Would like to add a rear camera, for reversing (and possibly hooking up to a trailer - more on that later). I did buy a traffic camera that I have been using, but it needs to be integrated / wired a little more cleanly.


Lots of little things need to be fixed on this truck, but nothing major. Cruise control stopped working a long time ago, so we need to chase that down. And of course we still have that hotted up 5.7L LS motor sitting here. And the long tube headers and exhaust from the original #TruckNorris.

I've got the old GMC parked at the edge of the shop's parking area on new property, off in the corner next to a Miata. This way I can keep it and the GMC can become a good "parts truck" to keep this 2000 Silverado on the road.

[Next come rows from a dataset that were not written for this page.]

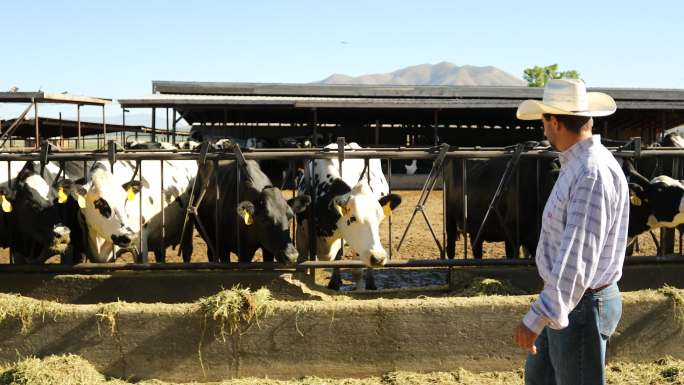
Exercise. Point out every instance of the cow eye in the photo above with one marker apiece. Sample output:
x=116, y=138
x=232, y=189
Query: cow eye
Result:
x=103, y=207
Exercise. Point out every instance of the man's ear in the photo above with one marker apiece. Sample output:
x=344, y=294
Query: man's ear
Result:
x=246, y=212
x=389, y=203
x=300, y=203
x=132, y=188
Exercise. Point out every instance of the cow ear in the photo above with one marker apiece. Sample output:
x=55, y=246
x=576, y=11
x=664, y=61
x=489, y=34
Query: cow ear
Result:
x=5, y=203
x=340, y=204
x=389, y=203
x=246, y=212
x=637, y=196
x=132, y=188
x=300, y=203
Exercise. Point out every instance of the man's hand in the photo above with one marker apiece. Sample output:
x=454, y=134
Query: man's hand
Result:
x=525, y=338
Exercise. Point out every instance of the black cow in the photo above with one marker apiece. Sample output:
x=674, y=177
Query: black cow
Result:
x=262, y=216
x=45, y=220
x=482, y=179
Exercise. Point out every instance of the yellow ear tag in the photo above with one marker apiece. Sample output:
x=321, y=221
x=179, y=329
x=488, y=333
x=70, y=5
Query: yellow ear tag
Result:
x=247, y=218
x=81, y=200
x=387, y=209
x=61, y=196
x=6, y=205
x=130, y=194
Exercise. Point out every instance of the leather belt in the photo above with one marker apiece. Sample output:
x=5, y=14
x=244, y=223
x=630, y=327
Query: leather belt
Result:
x=591, y=291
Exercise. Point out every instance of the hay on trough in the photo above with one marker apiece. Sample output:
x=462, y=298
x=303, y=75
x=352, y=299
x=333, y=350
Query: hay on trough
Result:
x=109, y=313
x=479, y=286
x=25, y=310
x=676, y=296
x=235, y=307
x=66, y=369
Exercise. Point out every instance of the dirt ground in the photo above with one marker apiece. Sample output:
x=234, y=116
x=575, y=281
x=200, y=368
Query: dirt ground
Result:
x=419, y=242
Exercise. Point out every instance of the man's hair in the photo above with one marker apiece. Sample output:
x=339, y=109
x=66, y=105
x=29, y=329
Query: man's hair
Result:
x=573, y=123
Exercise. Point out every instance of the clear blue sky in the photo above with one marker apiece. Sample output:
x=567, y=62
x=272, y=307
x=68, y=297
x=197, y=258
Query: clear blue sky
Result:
x=116, y=48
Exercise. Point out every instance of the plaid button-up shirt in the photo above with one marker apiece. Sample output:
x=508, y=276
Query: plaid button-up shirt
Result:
x=584, y=232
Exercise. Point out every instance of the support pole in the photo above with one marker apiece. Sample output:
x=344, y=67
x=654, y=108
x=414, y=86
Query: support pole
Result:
x=35, y=112
x=79, y=140
x=154, y=125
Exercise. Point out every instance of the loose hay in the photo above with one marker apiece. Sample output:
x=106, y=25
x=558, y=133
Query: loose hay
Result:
x=676, y=296
x=233, y=308
x=109, y=313
x=25, y=310
x=479, y=286
x=67, y=369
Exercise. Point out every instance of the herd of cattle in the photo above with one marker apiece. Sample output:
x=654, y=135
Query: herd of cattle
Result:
x=95, y=211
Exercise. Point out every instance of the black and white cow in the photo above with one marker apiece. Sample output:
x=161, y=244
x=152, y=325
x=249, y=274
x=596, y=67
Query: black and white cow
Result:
x=43, y=219
x=112, y=212
x=483, y=177
x=262, y=216
x=350, y=206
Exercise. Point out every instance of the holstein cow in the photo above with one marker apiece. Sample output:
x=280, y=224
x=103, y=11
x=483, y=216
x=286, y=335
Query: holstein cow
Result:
x=112, y=212
x=262, y=216
x=482, y=179
x=43, y=220
x=346, y=206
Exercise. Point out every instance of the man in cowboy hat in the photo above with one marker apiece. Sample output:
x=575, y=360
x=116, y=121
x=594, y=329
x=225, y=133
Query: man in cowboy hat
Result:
x=581, y=246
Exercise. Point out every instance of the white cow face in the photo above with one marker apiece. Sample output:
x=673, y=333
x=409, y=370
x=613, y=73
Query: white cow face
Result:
x=106, y=212
x=359, y=223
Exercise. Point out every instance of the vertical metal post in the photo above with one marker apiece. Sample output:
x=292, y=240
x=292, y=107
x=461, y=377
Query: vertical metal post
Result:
x=237, y=203
x=389, y=222
x=154, y=124
x=444, y=217
x=167, y=124
x=123, y=127
x=341, y=142
x=216, y=212
x=464, y=177
x=315, y=126
x=143, y=256
x=173, y=137
x=35, y=111
x=517, y=209
x=163, y=204
x=61, y=131
x=104, y=126
x=377, y=132
x=79, y=141
x=436, y=127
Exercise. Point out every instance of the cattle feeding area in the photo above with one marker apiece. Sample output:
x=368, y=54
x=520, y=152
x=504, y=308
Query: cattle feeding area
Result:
x=296, y=306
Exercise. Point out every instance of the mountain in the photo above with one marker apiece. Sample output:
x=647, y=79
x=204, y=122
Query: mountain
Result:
x=443, y=73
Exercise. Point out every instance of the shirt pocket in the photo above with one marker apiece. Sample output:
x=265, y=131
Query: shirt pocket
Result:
x=555, y=210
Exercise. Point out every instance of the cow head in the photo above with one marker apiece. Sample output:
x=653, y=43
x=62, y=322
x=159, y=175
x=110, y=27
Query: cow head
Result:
x=108, y=205
x=44, y=213
x=665, y=199
x=360, y=214
x=270, y=215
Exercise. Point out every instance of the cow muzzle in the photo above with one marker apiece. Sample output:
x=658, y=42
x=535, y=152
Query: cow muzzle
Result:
x=121, y=240
x=378, y=257
x=61, y=236
x=290, y=254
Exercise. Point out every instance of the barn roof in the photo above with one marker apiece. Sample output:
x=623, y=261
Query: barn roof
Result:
x=46, y=97
x=643, y=111
x=51, y=128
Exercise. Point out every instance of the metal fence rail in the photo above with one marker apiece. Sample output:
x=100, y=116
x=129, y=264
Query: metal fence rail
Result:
x=114, y=154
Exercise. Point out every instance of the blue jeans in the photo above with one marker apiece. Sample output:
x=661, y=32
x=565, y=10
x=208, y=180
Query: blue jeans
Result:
x=576, y=355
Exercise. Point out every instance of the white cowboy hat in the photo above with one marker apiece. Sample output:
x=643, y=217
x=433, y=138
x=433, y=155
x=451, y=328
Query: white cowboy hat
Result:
x=567, y=97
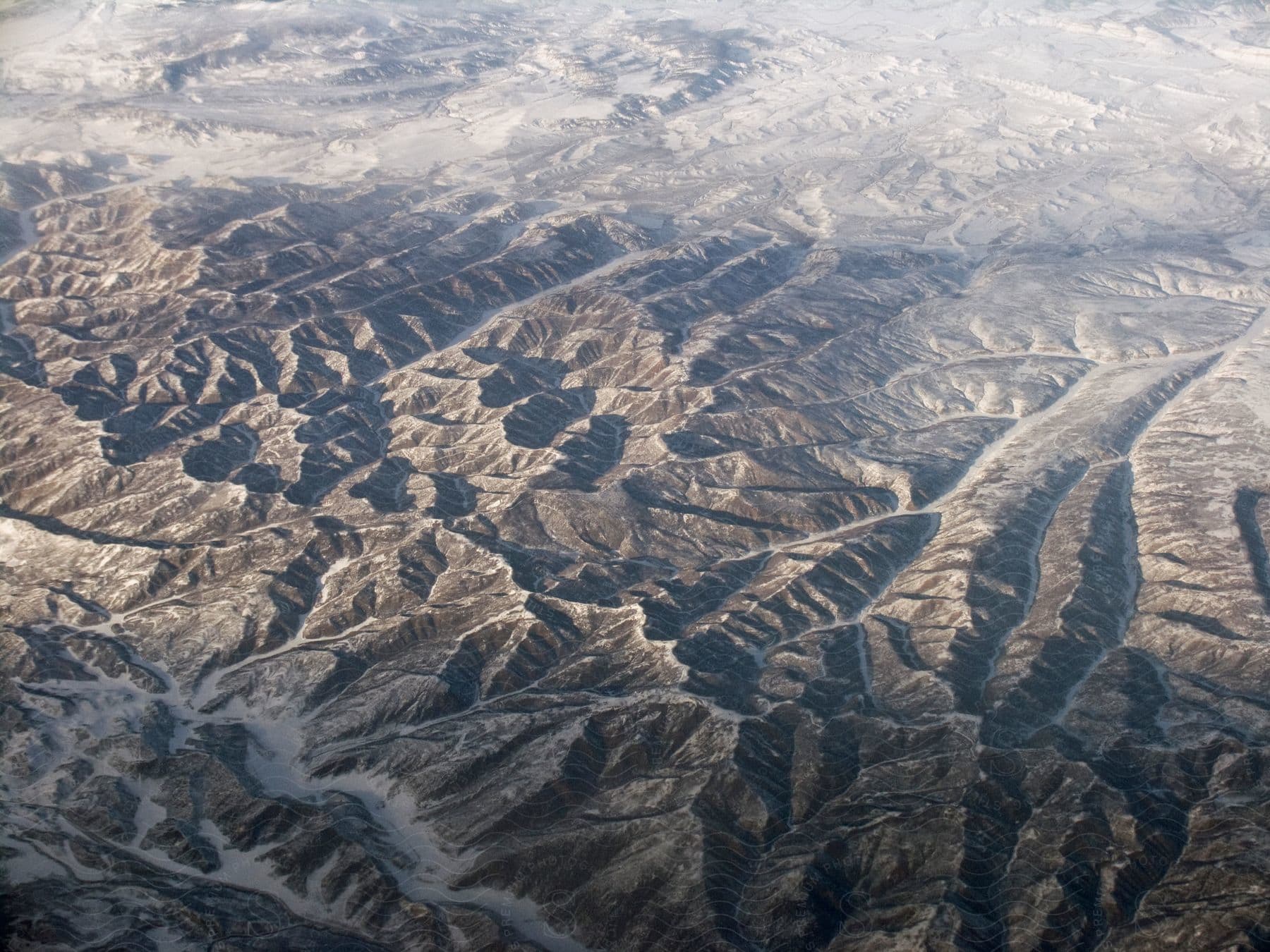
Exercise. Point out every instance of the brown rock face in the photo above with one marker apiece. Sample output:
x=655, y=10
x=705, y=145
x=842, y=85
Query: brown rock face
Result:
x=498, y=479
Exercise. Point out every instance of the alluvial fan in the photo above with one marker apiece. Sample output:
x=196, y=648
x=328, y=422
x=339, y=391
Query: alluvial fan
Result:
x=571, y=476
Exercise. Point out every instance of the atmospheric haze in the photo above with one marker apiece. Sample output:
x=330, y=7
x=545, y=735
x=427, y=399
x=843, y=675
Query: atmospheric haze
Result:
x=574, y=476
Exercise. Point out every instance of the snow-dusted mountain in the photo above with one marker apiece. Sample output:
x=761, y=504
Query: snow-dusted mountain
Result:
x=723, y=475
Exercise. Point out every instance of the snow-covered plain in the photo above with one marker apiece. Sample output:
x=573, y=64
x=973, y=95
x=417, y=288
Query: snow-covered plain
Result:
x=572, y=475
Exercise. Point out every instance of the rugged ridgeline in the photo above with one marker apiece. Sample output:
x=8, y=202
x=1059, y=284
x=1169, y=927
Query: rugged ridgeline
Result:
x=418, y=563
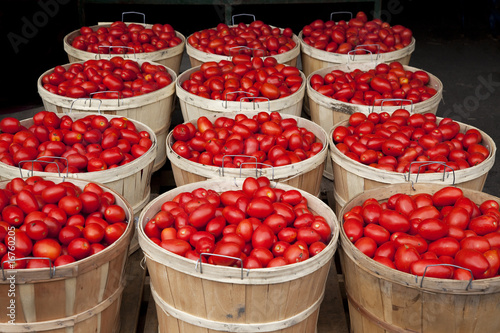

The old 4L60E transmission in this Silverado is starting to get tired at 228K miles. The same unit in the 1999 GMC was even worse right before the accident. So I need to decide if I want to rebuild one of these two units and swap it in with the 5.7L LS motor? Or maybe upgrade to the newer 6L80 6 speed auto? There are some plug-and-play harnesses for making the modern, stronger 6 speed auto work in this GMT800 chassis. It would require a modified driveshaft as well, maybe more. I am researching this work.

The suspension in this truck is starting to get a bit clunky. Just a bunch of worn out ball joints, bushings, shocks and the rest. And the brakes... bought new rotors to and we plan to swap over to the "big OEM bits" from TruckNorris, just need to actually do that. And the tires on this thing are old and dry rotted. Lots to do.

That's all for this time. Nothing earth shattering, just normal maintenance stuff and some plans.